Yet to be caged for those nine years and change is a privilege, says the Maricopa County Attorney's Office (MCAO), which offered Calhoun that sentence in the form of a plea deal. Should he exercise his legal right to a trial, it has threatened him with a "substantially harsher" punishment—a tactic used to bully alleged offenders into giving up their shot at justice.

That's illegal, says a new lawsuit filed by the American Civil Liberties Union (ACLU) against Allister Adel, the Maricopa County Attorney.

Calhoun, a plaintiff living in Phoenix, was referred to the Early Disposition Court (EDC), a subset of the judiciary designed to help expedite low-level offenders off the docket. Established in the late 1990s, it is supposed to be an "innovative approach in processing cases to alleviate the backlog of trials in the Criminal Division and to respond to the community's desire to offer treatment to drug offenders," according to the local government. [Emphasis mine.] 

Maricopa County offers them a whole lot more than treatment, says the suit, pushing stratospheric prison terms on suspects without a preliminary hearing and without the alleged offender having the chance to review the evidence against them. Calhoun's deal, and related deals, are accompanied by a warning: 

(Maricopa County)

For anyone who has had the displeasure of watching today's onslaught of true crime television shows, the tactic probably doesn't land as a surprise. But the MCAO, in being more brazen than most local governments, has laid bare the potential illegality of the approach, which amounts to blackmailing people into giving up their constitutional rights at no benefit to the community. If prosecutors believed Calhoun needed to spend more time behind bars to protect society, then they would have pursued that at the outset. But that's not what's going on here.

"The Constitution provides that everybody has a right to a jury trial in any criminal prosecution," says Clark Neily, senior vice president for legal studies at the Cato Institute. "For the government, this is a problem, because a prosecution that culminates in a trial is expensive and inconvenient and uncertain….The ability to induce a defendant to waive the right to a trial is a very attractive option, both because it saves money and time, but because it eliminates the uncertainty of a jury trial."

The result: Prosecutors start by offering a prison term that's already disproportionately high—often piling on multiple charges for the same offense—effectively pressuring people into acquiescence at the fear of receiving a sentence even more grotesque.

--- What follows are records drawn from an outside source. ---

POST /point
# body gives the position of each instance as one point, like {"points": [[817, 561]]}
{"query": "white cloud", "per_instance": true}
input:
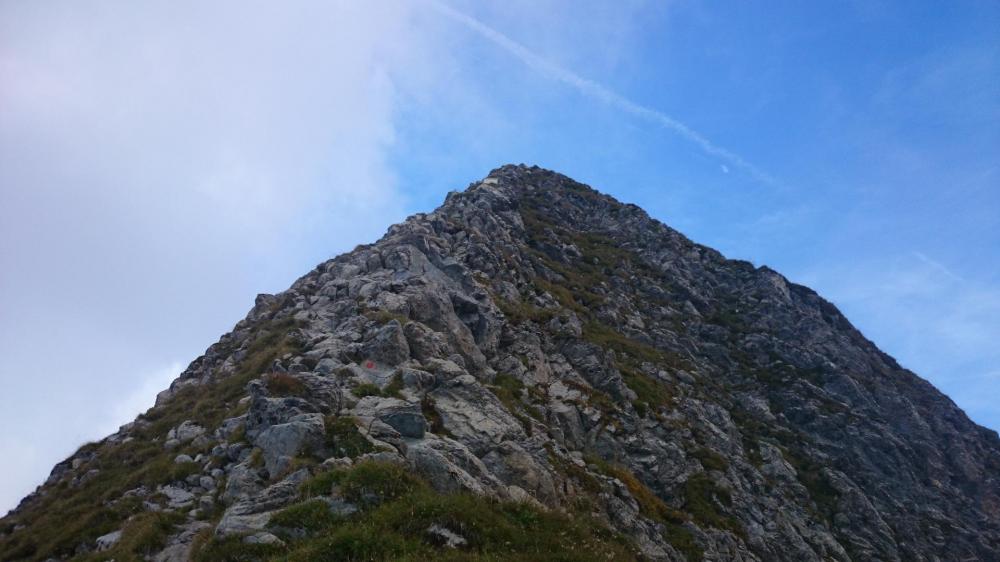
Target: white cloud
{"points": [[934, 321], [598, 91], [160, 163]]}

People like Calhoun thus end up staring down years upon years in prison for victimless crimes—something that Maricopa County itself acknowledges should be "diverted into a drug treatment program." The ACLU suit notes that, according to records obtained from Maricopa County Court in October of 2018, only 8 percent of cases were diverted.

Also a plaintiff in the suit is Levonta Barker, a man who was charged with two counts each of aggravated assault and kidnapping and offered seven and a half years in prison. The problem: He was innocent, and was given that plea deal before MCAO bothered to do any investigation, much less before allowing Barker to attend a probable cause hearing or parse through the evidence with his attorney. His lawyer ultimately pointed out that when Barker was arrested, he was wearing a different outfit from the one the perpetrator was described as wearing in police reports. The MCAO had not verified those basics, and Barker spent a month in jail because of it.

Jury trials are indeed expensive affairs, sometimes climbing up into six figures. Plea deals are thus seen as a cost-saver. Apply that logic in reverse, and the government would only pursue trials for the offenders it actually thinks pose a real threat to the community. By its own admission, Calhoun wouldn't qualify.

It might also help remind the government what is and is not worth its time. In October 2019, New Orleans prosecutors sought to impanel a jury to consider a felony marijuana charge. They couldn't find six people who would even indulge them. As it stands today, maybe Maricopa County could find those jurors. Perhaps it won't always be that way.